Thanks for hadron's link. 
 My method is almost the same as the Note.






 large photo

 Another view:
 As the arrow point, distance between HS and transisor's leg is about 1mm to avoid shorting.




 large photo



 Temperature of HS is about 60~65℃, and DC-offset is within ±3mV even though without DC-Servo.


----------



## kevin gilmore

The start of the dynomite power supply

http://gilmore.chem.northwestern.edu/dynomiteps.jpg

 +/-40 volts first stage power supply at 4 amperes each.
 In a 17 x 14 x 5 chassis. Already weighs in at 25 lbs...


----------



## intlplby

wow that is big....... any guesses as to when it will be finalized

 so many DIY projects on here 

 phils new tube project and M^2

 btw next you can change it to Monsieur Stax or Signore Stax


----------



## kevin gilmore

Thats just the power supply. The amp is in another box.

 Many parts have not come in yet. Especially the amphenol umbilical
 connectors and the techflex. WBT chassis mount connectors not
 here yet either.

 Wait till you see the blue laser diode that will be used to light the
 glass power button. Very retro.


----------



## eric343

Quote:


  Originally Posted by *kevin gilmore* 
_Wait till you see the blue laser diode that will be used to light the
 glass power button. Very retro._

 

I didn't know blue laser diodes were available, especially usable ones. How did you get your hands on one?!


----------



## sft




----------



## strohmie

Is that reddish rectangular cap a Wima MKP10? I was thinking about replacing the ones I have on the board now with one of those just for the sake of emptying my wallet a bit more.


----------



## sft

It's WIMA MKS4.


----------



## sft

Hi! Kevin, 

 I can't decide which version is "better" for dynomite(or dynamite; dynamight 
	

	
	
		
		

		
		
	


	




 )

 1)similar to Headwize project
 2)four all the same amp ckt. (I've XLR source)
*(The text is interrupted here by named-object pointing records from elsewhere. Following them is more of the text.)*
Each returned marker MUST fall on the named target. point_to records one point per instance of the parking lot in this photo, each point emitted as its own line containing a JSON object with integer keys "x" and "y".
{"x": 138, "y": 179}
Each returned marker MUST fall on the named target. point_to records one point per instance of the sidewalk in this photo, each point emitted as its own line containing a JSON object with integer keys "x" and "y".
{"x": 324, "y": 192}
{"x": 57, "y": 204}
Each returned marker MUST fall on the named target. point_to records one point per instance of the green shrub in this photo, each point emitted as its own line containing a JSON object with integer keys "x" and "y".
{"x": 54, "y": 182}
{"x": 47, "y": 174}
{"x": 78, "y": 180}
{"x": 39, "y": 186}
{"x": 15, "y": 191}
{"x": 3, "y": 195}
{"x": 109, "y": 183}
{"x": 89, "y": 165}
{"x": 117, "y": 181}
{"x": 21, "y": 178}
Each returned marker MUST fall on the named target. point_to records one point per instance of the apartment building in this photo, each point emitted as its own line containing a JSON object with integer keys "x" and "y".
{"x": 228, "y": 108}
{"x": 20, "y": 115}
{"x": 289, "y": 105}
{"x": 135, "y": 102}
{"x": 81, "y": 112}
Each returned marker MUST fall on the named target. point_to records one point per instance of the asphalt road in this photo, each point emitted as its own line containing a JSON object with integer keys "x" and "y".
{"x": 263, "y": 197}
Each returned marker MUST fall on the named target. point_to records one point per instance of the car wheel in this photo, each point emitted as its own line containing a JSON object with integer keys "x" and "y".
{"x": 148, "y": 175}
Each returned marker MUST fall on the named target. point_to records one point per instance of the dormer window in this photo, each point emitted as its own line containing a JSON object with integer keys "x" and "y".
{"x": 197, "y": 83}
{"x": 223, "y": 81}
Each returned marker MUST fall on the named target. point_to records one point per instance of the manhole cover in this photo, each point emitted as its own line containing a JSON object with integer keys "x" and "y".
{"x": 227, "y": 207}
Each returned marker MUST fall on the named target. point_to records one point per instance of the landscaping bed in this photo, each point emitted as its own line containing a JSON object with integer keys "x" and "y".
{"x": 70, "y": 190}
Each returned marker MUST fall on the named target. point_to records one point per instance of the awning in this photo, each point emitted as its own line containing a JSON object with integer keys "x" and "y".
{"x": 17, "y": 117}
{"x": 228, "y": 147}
 Can you give me any suggesion?

 Thanks in advance.


----------



## kevin gilmore

Since i have an all balanced system, i'm building #2.


----------



## TrevorNetwork

A bit OT, but does anyone have any impressions of this amplifier versus a (maxed) PPA?


----------



## hadron

Not the best photo, being on the bench, but now that I finally got the transformer this project is coming together nicely...






 On the top is the unregulated stage of the power supply (the part outside the box in my schematic), fits perfectly on a RadioShack 4-1/2 x 6" perfboard. The bottom shows the breadboarded positive leg of the GDJ reg, this hasn't been plugged in yet, just showing it for a sense of size. Will test as time permits.


----------



## kevin gilmore

Now those are a pair of real angle brackets


----------



## rsaavedra

Man those brackets are so big, they *are* heatsinks themselves 
	

	
	
		
		

		
		
	


	




 Mine are in transit, Condors and some parts have arrived from Mouser and Digikey already. Haven't started though, most likely this coming weekend.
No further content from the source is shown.